But, of course, you had to get up and get out before you could go again. You couldn't just give the operator another ticket; that's against the rules. Even rides that defy the laws of gravity have rules. 

So you stand there in line again. You can judge how many kids are going to get let in, and you can guess with a certain amount of accuracy if you will to go soon. Meanwhile, you memorize the seat you want in advance, because you are sure that one goes the fastest, or that end car is the one that gives you the biggest belly-rush when it goes down the hill. You want the best ride that you can get. Logic becomes extinct. You don't care about the kid who died last week; he was probably doing something stupid. You're way smarter than that. Stupid closed ride! Why couldn't that have happened next week?
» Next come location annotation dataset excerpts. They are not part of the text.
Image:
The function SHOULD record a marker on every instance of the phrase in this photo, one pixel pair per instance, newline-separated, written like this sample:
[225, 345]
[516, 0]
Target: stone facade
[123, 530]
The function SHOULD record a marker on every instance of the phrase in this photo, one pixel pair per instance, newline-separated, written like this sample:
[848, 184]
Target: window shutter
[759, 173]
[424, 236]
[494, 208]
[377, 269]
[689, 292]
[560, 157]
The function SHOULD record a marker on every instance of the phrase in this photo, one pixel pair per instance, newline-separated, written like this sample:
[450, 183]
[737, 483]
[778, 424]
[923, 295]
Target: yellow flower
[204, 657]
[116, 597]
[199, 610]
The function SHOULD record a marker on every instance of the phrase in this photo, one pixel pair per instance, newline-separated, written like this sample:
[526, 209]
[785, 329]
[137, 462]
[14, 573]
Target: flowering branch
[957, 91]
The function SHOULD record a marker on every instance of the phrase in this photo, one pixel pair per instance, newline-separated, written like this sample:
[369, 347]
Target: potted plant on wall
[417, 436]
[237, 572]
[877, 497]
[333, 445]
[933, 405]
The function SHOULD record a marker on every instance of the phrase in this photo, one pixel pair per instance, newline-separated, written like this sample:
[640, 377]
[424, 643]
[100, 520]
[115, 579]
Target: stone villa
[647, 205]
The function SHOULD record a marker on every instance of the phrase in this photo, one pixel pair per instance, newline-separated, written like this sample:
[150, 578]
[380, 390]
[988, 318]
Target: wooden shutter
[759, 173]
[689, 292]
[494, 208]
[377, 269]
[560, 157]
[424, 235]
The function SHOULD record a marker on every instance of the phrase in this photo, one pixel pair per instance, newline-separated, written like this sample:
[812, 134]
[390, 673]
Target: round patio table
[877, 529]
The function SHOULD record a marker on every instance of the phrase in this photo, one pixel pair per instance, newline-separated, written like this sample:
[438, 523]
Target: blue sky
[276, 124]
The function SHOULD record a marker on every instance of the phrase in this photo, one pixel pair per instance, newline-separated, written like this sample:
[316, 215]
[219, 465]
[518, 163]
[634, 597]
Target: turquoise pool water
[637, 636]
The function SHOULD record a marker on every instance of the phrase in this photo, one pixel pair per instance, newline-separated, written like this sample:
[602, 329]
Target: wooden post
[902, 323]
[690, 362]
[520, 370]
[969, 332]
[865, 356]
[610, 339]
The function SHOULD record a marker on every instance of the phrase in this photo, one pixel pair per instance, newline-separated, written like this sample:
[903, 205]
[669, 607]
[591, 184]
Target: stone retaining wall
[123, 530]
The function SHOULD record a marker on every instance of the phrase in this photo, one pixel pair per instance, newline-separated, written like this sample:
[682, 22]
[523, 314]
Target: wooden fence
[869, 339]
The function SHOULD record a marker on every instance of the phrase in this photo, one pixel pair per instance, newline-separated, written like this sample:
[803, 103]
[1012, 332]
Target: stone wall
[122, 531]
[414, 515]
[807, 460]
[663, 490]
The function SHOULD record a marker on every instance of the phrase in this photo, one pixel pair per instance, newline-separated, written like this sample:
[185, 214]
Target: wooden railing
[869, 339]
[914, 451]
And as you're waiting for your turn, you see the sorry-ass losers who can't keep it together wiping puke from the sides of their mouth. Everybody is staring and pointing at them as they proceed head down towards the colored planks that lead to the exit gate. The kids are pissed because due to a lack of moderation they now have to wait until that brat's mess is cleaned up and the ride is reopened for business.


And you hope that you can get in and get the seat you want. You hope you don't have to sit in the pukey seat that's got sawdust shavings still circling in the wind around it.

And all day long your parents or guardians traipse along a few paces behind you as you run from ride to ride and wait in line--they may have brought a newspaper or Robert Ludlum novel to read under the tree on the bench next to the lion shaped trash can. And you scream and holler and wave to them from the top of the Ferris wheel or the roller coaster. Your hair becomes a matted mess from the g-force and the wind. Your clothes become rumpled and your eyes water from the dust and the grease in the air. You check your pockets impulsively and obsessively to make sure the change you brought hasn't ended up under the ramp's colored planks. 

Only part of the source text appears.